As you can see, the worker that was still executing the task at 21 was automatically restarted at 22.

tlmn-local avatar Jan 22 '22 17:01 tlmn-local

After debugging, I found that the following method is automatically called:

def termhandler(signum, frame):
    nonlocal running
    if running:
        logger.info("Stopping worker process...")
        running = False
    else:
        logger.warning("Killing worker process...")
        return sys.exit(RET_KILLED)

logger.info("Worker process is ready for action.")
signal.signal(signal.SIGINT, signal.SIG_IGN)
signal.signal(signal.SIGTERM, termhandler)
if hasattr(signal, "SIGHUP"):
    signal.signal(signal.SIGHUP, termhandler)
if hasattr(signal, "SIGBREAK"):
    signal.signal(signal.SIGBREAK, termhandler)

Is there a possibility that these signals are generated while the program is running? non-artificial behavior.

tlmn-local avatar Jan 27 '22 18:01 tlmn-local

I'm experiencing same problem.
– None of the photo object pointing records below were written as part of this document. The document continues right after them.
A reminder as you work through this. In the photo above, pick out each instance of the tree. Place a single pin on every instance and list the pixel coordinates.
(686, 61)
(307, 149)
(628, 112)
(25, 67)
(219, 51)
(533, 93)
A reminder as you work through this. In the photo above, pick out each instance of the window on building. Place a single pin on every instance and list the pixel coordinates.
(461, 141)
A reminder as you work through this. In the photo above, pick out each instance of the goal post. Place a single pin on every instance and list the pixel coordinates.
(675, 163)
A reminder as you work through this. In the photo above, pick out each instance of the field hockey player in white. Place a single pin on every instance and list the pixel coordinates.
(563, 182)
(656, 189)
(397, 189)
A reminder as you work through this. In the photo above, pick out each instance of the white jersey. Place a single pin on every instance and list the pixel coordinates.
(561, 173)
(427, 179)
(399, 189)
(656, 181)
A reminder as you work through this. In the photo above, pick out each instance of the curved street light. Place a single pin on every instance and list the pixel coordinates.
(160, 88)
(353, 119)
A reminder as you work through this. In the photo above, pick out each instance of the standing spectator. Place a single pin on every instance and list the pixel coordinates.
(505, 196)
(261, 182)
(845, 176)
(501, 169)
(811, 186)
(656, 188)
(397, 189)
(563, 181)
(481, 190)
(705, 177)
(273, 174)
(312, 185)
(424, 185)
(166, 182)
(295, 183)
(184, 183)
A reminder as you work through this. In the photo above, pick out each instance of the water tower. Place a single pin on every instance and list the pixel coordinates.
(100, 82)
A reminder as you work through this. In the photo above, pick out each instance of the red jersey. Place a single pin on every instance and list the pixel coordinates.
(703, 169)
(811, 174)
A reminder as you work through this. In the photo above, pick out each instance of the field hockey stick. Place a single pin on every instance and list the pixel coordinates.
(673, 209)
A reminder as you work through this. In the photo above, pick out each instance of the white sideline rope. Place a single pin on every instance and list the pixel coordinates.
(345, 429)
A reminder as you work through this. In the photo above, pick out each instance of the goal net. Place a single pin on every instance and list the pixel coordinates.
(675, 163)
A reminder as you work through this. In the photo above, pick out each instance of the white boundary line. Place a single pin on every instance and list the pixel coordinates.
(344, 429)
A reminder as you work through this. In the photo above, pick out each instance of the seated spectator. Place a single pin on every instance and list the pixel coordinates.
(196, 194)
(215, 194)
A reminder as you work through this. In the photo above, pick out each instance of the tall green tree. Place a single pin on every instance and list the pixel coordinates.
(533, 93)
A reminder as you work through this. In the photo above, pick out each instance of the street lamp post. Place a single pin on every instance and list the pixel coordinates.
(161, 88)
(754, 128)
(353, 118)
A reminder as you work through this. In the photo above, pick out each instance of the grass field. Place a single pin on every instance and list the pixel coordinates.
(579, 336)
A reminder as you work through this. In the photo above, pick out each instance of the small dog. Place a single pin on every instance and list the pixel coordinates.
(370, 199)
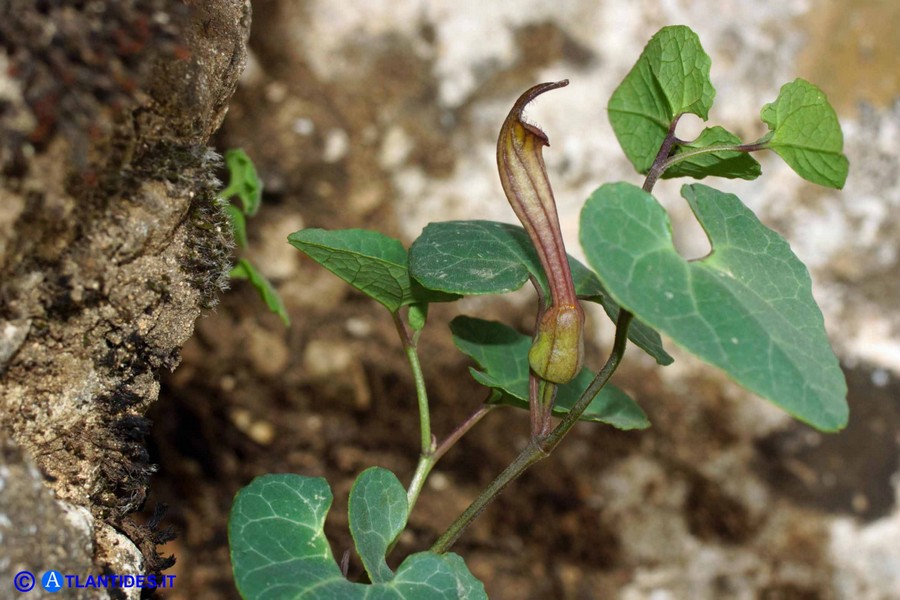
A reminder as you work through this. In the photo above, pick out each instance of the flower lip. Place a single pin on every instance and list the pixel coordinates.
(525, 99)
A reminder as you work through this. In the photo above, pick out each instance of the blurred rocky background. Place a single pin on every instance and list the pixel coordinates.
(384, 114)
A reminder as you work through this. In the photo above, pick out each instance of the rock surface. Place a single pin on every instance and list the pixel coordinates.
(111, 243)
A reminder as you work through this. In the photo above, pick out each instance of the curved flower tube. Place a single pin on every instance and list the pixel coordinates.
(557, 353)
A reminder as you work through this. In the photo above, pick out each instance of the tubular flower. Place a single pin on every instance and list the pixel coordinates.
(558, 349)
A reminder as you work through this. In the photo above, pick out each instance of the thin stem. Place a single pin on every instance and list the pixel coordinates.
(659, 163)
(538, 448)
(682, 156)
(615, 357)
(425, 457)
(461, 430)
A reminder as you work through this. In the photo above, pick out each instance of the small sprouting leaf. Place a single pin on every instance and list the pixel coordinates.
(714, 163)
(245, 270)
(502, 355)
(806, 134)
(377, 511)
(238, 225)
(746, 308)
(670, 78)
(485, 257)
(417, 316)
(243, 181)
(371, 262)
(279, 550)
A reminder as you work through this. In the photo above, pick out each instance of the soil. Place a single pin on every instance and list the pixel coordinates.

I'm running dramatiq-gevent (1.10.0) inside docker container on DIgitalOcean droplet.

CMD ["dramatiq-gevent", "tasks", "-p", "8", "-t", "60", "-v"]

After I start container, dramatiq starts processing messages. After 1-2 minutes, this appears in logs:

Stopping worker process...

Which means termhandler was called. I have 8 processes and term handler seems to be called only 7 times. And after ~12 minutes workers shut down

Channels and connections closed

And restarted

Running worker thread

This happened multiple times today. So, example timeline: 23:49:25 Started container 23:51:45 Got signal (Stopping worker process...) 00:04:31 Workers stopped (Channels and connections closed) 00:05:10 Workers restarted (Running worker thread)

I have no idea why this is happening :( I use dramatiq to perform really long tasks and they aren't idempotent, so this breaks all my code :(

UPD: continued my research, it seems one of workers exited unexpectedly

Worker with PID 13 exited unexpectedly (code -9). Shutting down...

OlegWock avatar Feb 12 '22 23:02 OlegWock

@tlmn-local did you have any luck with debugging/fixing this?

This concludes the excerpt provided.